Но к чему продолжать? Всё эссе дышит набухающими почками, пробивающейся травой, птичьими трелями, апрельскими цветами, апрельскими ароматами и не приедающейся свежестью и прелестью апреля. Осознавая, что возвращающаяся весна приносит этому писателю, мы повторяем вслед за Блиссом Карманом:

«Сотвори (его) заново, матушка Апрель,Когда сок начинает бродить».

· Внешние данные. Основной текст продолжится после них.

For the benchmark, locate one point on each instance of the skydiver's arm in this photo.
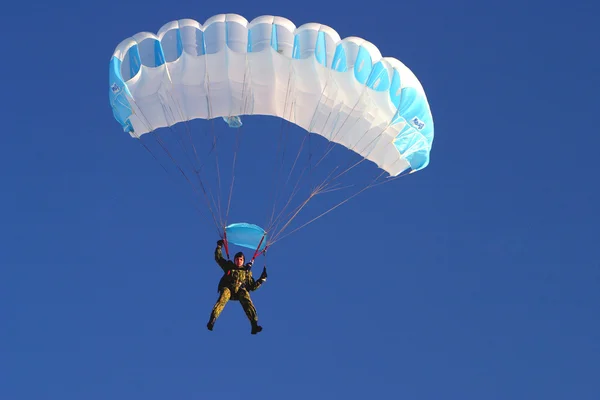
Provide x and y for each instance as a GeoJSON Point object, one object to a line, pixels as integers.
{"type": "Point", "coordinates": [220, 259]}
{"type": "Point", "coordinates": [255, 284]}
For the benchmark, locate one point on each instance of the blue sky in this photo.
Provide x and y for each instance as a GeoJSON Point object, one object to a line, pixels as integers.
{"type": "Point", "coordinates": [476, 278]}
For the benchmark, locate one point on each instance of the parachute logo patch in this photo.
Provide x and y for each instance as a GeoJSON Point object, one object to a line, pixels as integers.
{"type": "Point", "coordinates": [418, 123]}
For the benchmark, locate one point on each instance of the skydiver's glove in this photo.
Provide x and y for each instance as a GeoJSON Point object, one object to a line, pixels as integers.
{"type": "Point", "coordinates": [263, 276]}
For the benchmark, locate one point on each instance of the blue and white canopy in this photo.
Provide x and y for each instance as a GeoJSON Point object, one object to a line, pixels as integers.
{"type": "Point", "coordinates": [341, 89]}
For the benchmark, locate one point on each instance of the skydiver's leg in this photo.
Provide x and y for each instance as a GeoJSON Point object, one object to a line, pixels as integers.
{"type": "Point", "coordinates": [249, 309]}
{"type": "Point", "coordinates": [218, 307]}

Полагаю, многие из его читателей повторят вслед за одним из его друзей: «Для меня 3 апреля всегда будет стоять особняком в календаре, исполненное пронзительной красоты и нежности, потому что это твой день рождения. Это та тональность, в которой написана вся весенняя музыка». Или слова другого: «Если 3 апреля начнется как любой другой день, знайте: это лишь потому, что оно не смеет показать, как оно радуется собственным свершениям». В другой день рождения тот же корреспондент пишет: «Я обнаруживаю, что ты настолько переплелся с весной, что я уже никогда не смогу разложить это время года на первоэлементы. Но я от этого только богаче. Я испытываю некое сострадание к тому, кто никогда не видел весну твоими глазами».

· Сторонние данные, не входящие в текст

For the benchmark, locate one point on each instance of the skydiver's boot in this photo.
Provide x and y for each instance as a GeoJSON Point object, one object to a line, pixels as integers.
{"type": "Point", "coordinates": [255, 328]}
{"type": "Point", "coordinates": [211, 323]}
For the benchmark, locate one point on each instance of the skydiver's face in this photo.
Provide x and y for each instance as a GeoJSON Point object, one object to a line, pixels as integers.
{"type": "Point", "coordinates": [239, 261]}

Мистер Берроуз устанавливает с миром живой природы столь тесную и сокровенную связь, какой не удавалось достичь ни одному другому литературному натуралисту. Гилберт Уайт с кропотливой точностью описывал естественную историю Селборна; Торо являл миру самого Торо с легкими проблесками природы; Ричард Джефрис в туманных, интроспективных описаниях редкой красоты и утонченности запечатлевал собственные мистические впечатления от природы; но мистер Берроуз берет нас с собой в жилища и излюбленные места обитания диких созданий, усаживает посреди них и позволяет видеть, слышать и чувствовать именно то, что там происходит. Мы читаем его книги и повторяем вердикт Уитмена: «Они выводят меня на волю! Благослови Бог природу!» И раз уж Бог благословил природу, мы говорим: «Благослови Бог Джона Берроуза за то, что он вывел нас на природу вместе с собой!»

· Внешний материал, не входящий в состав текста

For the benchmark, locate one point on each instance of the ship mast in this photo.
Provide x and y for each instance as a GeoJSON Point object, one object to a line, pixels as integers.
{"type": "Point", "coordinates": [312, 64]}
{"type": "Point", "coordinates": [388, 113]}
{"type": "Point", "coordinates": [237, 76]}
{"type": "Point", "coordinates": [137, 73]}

Наш писатель никогда не разглагольствует о природе, призывая нас смотреть и восхищаться. Он любит окружающую его простую, повседневную жизнь, видит ее ближе, чем вы или я, и рассказывает о ней так просто и ясно, что пробуждает у читателя схожее чувство. Ранним пуританам предписывалось «честно прогуливаться по милым полям и лесам». Как же прекрасно наш друг следует этому наставлению!

И какой же он ненавязчивый поклонник! Хотя именно благодаря ему предстает во всем великолепии его возлюбленная, лишь присмотревшись внимательно, мы замечаем ее почитателя на заднем плане, увлеченного лишь тем, чтобы обнажить ее прелести. Как ему это удается? Прежде всего тем, что он сам покорен — прелести природы, ее непоследовательность и даже ее неприглядные черты находят у него отклик. Подобно истинному влюбленному, он очарован каждой ее фазой и отдается ей без остатка. Подобное преклонение делает его обладателем ее избранных сокровищ, ее самых восхитительных откровений.

(Мистер Берроуз позирует для статуэтки. По фотографии Чарльза С. Олкотта)

Я упоминала о вкладе Гилберта Уайта в литературу о природе: нельзя не восхищаться неутомимым энтузиазмом этого человека, однако его книга представляет собой главным образом хранилище фактов; как редко он наделяет эти факты обаянием! Выведывать тайны природы и добросовестно сообщать о них — такова, судя по всему, цель английского пастора; но самого пастора мы узнаем столь мало. Каковы были его собственные чувства по поводу всех тех вещей, которые он с таким усердием зафиксировал? Сами по себе факты — это еще не все. Не слишком увлекательно слышать бесстрастное повествование:

В моем саду и на полях в изобилии водятся ежи. То, как они поедают корни подорожника на травяной дорожке, весьма любопытно: с помощью верхней челюсти, которая значительно крупнее нижней, они поддевают растение снизу и таким образом сгрызают корень по направлению вверх, оставляя пучок листьев нетронутым.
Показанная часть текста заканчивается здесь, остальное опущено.